Thoughts on the current political scene.

The last couple months have been tough for a lot of us in the drilling industry. It seems that the house well market has been hit the worst because of the housing crisis. Since I’m always curious about the world around me, especially when it has to do with my wallet, I’ve spent some time trying to figure out what’d going on. One thing I’ve learned: Understanding the big picture is harder than Chinese arithmetic. Maybe somebody likes it that way; if we completely understood it, we might say, “Whoa!” on some of these so-called solutions that our leaders gin up.

By the time you read this, somebody will have come up with a plan that “we all agree on,” whether we agree or not.

A lot of this hoopla has to do with the quadrennial I.Q. test we call a presidential election. I’m old enough to recall that just before the election, the party on the outside dreams up some huge, world-ending disaster, meant to scare the pants off the voters. From this standpoint, it is a good idea, because it usually works pretty well on the dumb masses. It depends on the voter not understanding what the president does. I may have been a miscreant C student, but in those days, teachers had a way of drilling info into even the most disinterested of us. What I learned: The president is head of the executive branch. This means he executes the laws passed by Congress. He doesn’t make them. If you don’t like a law, blame those who passed it. It’s like a speeding ticket: It’s not the cop who set the speed limit, it’s the legislature – the cop just enforces it.

I remember when the voting population got so sick of Richard Nixon, Gerald Ford and company that they elected a chicken-plucker from Georgia. No, wait; he was a peanut farmer (what’s the difference?). His idea was to save us from ourselves by creating enough government disasters to cover up all our personal problems. From that standpoint, this was remarkably successful. One of the wonders he created was called the Community Redevelopment Act. This feel-good boondoggle instructed banks to do mortgages to people who couldn’t possibly afford them. This program didn’t go much of anywhere because when the prime rate got above 20 percent, people weren’t buying much on time anyhow. Sure, we all got a raise, but the money didn’t go as far, and we couldn’t buy gas to go there, anyway.

It took only four years to realize we had flunked the quadrennial I.Q. test, and we sent the peanut farmer back to what we hoped would be oblivion. The new president did a lot of things and made a lot of changes, but as leader of the executive branch, he pretty much chose not to enforce this particular law, because common sense and good banking practices said it wouldn’t work. Eventually, we wanted change, so we elected a guy from Arkansas whose major qualification seemed to be big hair and a wife who reminded every divorcee of his ex.

This particular ladies’ man decided that he owed something to the bankers who funded his election and all the downtrodden masses, so he vigorously pursued it. He not-so-politely leaned on the bankers to give mortgages to anyone who could make it through the door and provide a good story – down payment not required, income verification not required, credit history not required, proof of citizenship not required – that sort of thing. Just a few minor adjustments in the banking laws to make it more fair. The bankers didn’t mind, they bundled the loans, and under the greater fool theory, they sold them to others.

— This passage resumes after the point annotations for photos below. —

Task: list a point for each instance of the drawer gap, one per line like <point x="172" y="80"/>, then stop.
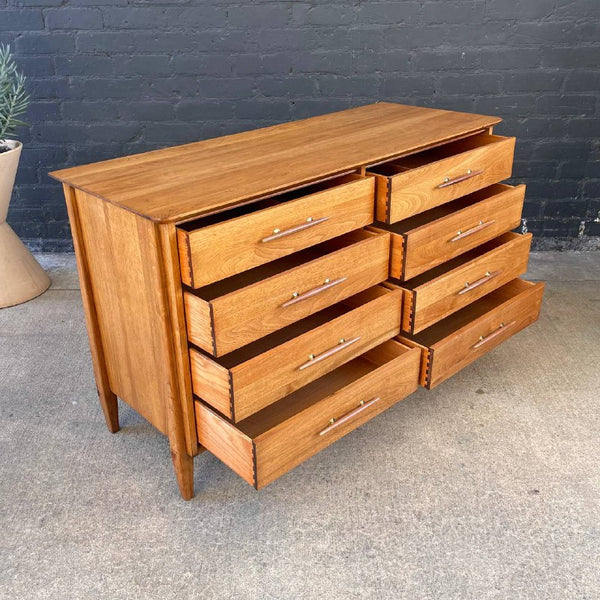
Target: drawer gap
<point x="321" y="388"/>
<point x="421" y="159"/>
<point x="298" y="328"/>
<point x="457" y="262"/>
<point x="451" y="324"/>
<point x="247" y="209"/>
<point x="231" y="284"/>
<point x="439" y="212"/>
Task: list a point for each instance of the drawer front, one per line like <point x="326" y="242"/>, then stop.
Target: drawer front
<point x="418" y="189"/>
<point x="252" y="312"/>
<point x="262" y="452"/>
<point x="508" y="310"/>
<point x="247" y="387"/>
<point x="447" y="293"/>
<point x="417" y="250"/>
<point x="220" y="250"/>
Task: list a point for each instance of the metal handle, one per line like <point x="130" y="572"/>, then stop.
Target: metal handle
<point x="483" y="340"/>
<point x="471" y="286"/>
<point x="310" y="222"/>
<point x="296" y="297"/>
<point x="314" y="359"/>
<point x="333" y="423"/>
<point x="462" y="234"/>
<point x="447" y="181"/>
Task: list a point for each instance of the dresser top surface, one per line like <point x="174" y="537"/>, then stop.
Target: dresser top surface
<point x="183" y="182"/>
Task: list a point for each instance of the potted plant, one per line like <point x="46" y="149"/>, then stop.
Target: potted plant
<point x="21" y="277"/>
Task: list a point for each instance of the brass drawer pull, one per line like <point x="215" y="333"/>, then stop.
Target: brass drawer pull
<point x="491" y="336"/>
<point x="314" y="359"/>
<point x="333" y="423"/>
<point x="471" y="286"/>
<point x="447" y="181"/>
<point x="462" y="234"/>
<point x="310" y="222"/>
<point x="296" y="297"/>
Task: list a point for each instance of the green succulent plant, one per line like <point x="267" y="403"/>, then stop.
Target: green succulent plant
<point x="13" y="98"/>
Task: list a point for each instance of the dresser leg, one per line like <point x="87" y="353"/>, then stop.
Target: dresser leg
<point x="184" y="471"/>
<point x="110" y="408"/>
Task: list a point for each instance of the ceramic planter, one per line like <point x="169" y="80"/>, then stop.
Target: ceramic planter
<point x="21" y="277"/>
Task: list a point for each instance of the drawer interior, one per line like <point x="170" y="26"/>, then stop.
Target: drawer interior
<point x="451" y="324"/>
<point x="247" y="278"/>
<point x="457" y="262"/>
<point x="434" y="155"/>
<point x="299" y="327"/>
<point x="321" y="388"/>
<point x="439" y="212"/>
<point x="254" y="207"/>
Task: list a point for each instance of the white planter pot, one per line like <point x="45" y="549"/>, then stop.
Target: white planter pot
<point x="21" y="277"/>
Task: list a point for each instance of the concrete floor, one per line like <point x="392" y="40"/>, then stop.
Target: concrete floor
<point x="487" y="487"/>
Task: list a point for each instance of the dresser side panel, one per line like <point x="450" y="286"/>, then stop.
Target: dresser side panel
<point x="125" y="276"/>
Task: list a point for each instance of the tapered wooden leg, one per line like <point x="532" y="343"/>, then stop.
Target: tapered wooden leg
<point x="110" y="408"/>
<point x="184" y="471"/>
<point x="108" y="400"/>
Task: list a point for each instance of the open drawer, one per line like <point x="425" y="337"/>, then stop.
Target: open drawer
<point x="231" y="313"/>
<point x="461" y="338"/>
<point x="418" y="182"/>
<point x="245" y="381"/>
<point x="271" y="442"/>
<point x="438" y="293"/>
<point x="221" y="245"/>
<point x="428" y="239"/>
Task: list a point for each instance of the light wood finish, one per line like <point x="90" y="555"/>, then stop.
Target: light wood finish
<point x="137" y="316"/>
<point x="424" y="241"/>
<point x="422" y="181"/>
<point x="250" y="265"/>
<point x="442" y="291"/>
<point x="246" y="381"/>
<point x="249" y="306"/>
<point x="184" y="182"/>
<point x="455" y="342"/>
<point x="108" y="399"/>
<point x="212" y="249"/>
<point x="288" y="432"/>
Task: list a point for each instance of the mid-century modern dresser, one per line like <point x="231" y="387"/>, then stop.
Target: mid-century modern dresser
<point x="261" y="295"/>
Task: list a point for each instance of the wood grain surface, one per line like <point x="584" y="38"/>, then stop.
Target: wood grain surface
<point x="180" y="183"/>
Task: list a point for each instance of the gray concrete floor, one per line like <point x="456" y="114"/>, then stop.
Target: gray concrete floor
<point x="487" y="487"/>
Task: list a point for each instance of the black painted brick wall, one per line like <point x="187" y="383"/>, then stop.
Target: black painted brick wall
<point x="114" y="77"/>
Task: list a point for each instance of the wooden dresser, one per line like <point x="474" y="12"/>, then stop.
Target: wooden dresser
<point x="261" y="295"/>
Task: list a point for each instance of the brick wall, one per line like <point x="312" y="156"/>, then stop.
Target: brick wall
<point x="114" y="77"/>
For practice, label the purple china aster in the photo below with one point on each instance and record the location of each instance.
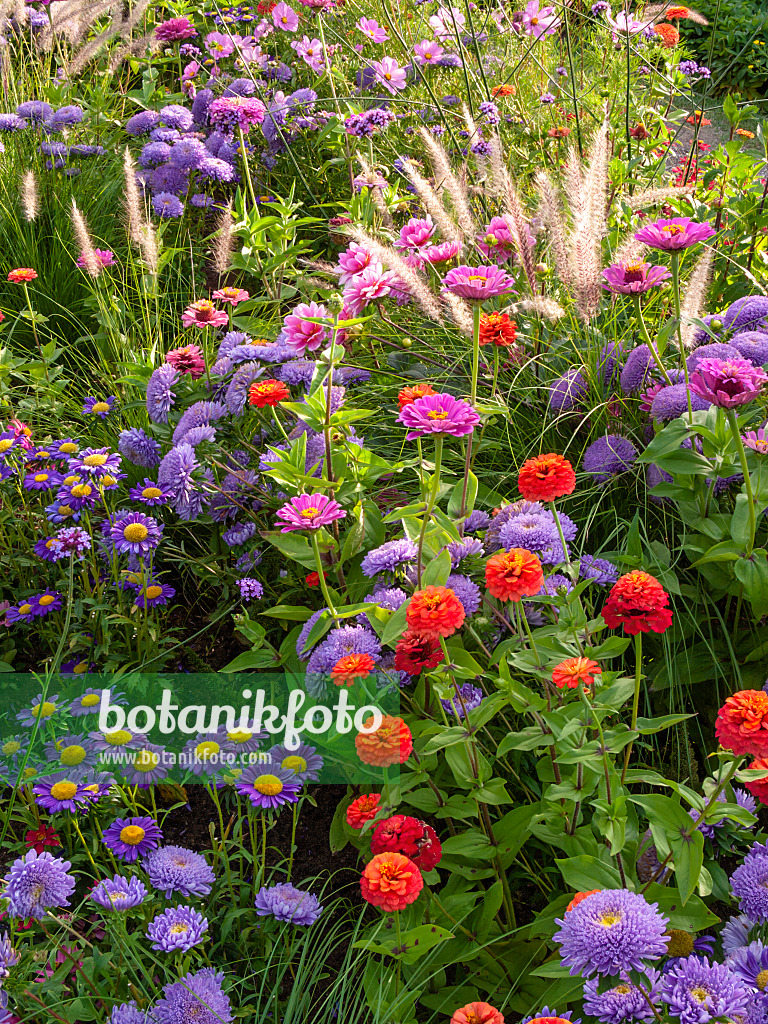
(438, 414)
(176, 930)
(37, 883)
(130, 839)
(286, 902)
(679, 232)
(634, 279)
(727, 383)
(477, 283)
(308, 512)
(610, 931)
(697, 991)
(119, 893)
(176, 869)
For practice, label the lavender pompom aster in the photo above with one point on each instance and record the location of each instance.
(285, 902)
(610, 931)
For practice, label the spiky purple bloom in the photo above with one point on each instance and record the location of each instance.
(610, 931)
(679, 232)
(697, 991)
(727, 383)
(37, 883)
(177, 929)
(119, 893)
(634, 279)
(176, 869)
(285, 902)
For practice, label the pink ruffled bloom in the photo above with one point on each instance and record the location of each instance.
(633, 279)
(389, 74)
(204, 313)
(727, 383)
(438, 414)
(308, 512)
(301, 334)
(680, 232)
(371, 28)
(477, 283)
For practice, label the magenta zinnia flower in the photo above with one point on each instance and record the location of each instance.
(308, 512)
(477, 283)
(680, 232)
(438, 414)
(727, 382)
(633, 279)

This went along swimmingly, until somebody noticed that these people who can’t afford a mortgage are not paying their mortgages. Surprise! It has been known for quite a while, but Congress didn’t want to kill the goose that laid the golden egg, so they just said, “All is well, all is well.” Kinda like the deck chair guy on the Titanic.

Flash forward to the latest election. From the standpoint of let’s scare the pants off everybody, this at least is original. Both of our sorry excuses for candidates agree that something has got to be done right now. Reminds me of a used car salesman who tells me that tomorrow my trade-in won’t be worth anything, and he can’t hold his fire sale price beyond today. The deal is off if I take a little time to consider. Baloney. This idiotic idea has been festering for years, and a little careful consideration won’t hurt.

The guvmint wants us to kick in $700 billion to solve the problem. This works out to more than $3,000 for every man, woman, and child in the country. Where do I send it in? Maybe they’ll take a check ….

According to the GAO (Government Accountability Office), if we paid $100 billion, we could pay off the mortgages of every problem loan. I don’t mean just bring them current, I mean, pay off the mortgage, and give them the title. Talk about rewarding productivity! Where would the other $600 billion go? I’m having trouble putting diesel in my truck right now, so I don’t feel too kindly about gassing up Learjets or buying houses in the Bahamas. Maybe I’m just selfish.

Think about this when you go take your I.Q. test. In one corner, we’ve got a guy who wants to reach across the aisle and work with people who hate his guts. In the other corner, we’ve got a guy who wants things like a new federal program to buy shoes for people who have had their feet amputated because of diabetes. I don’t have a recommendation; I just can’t support a guy who’s lost as a dog with a Bible.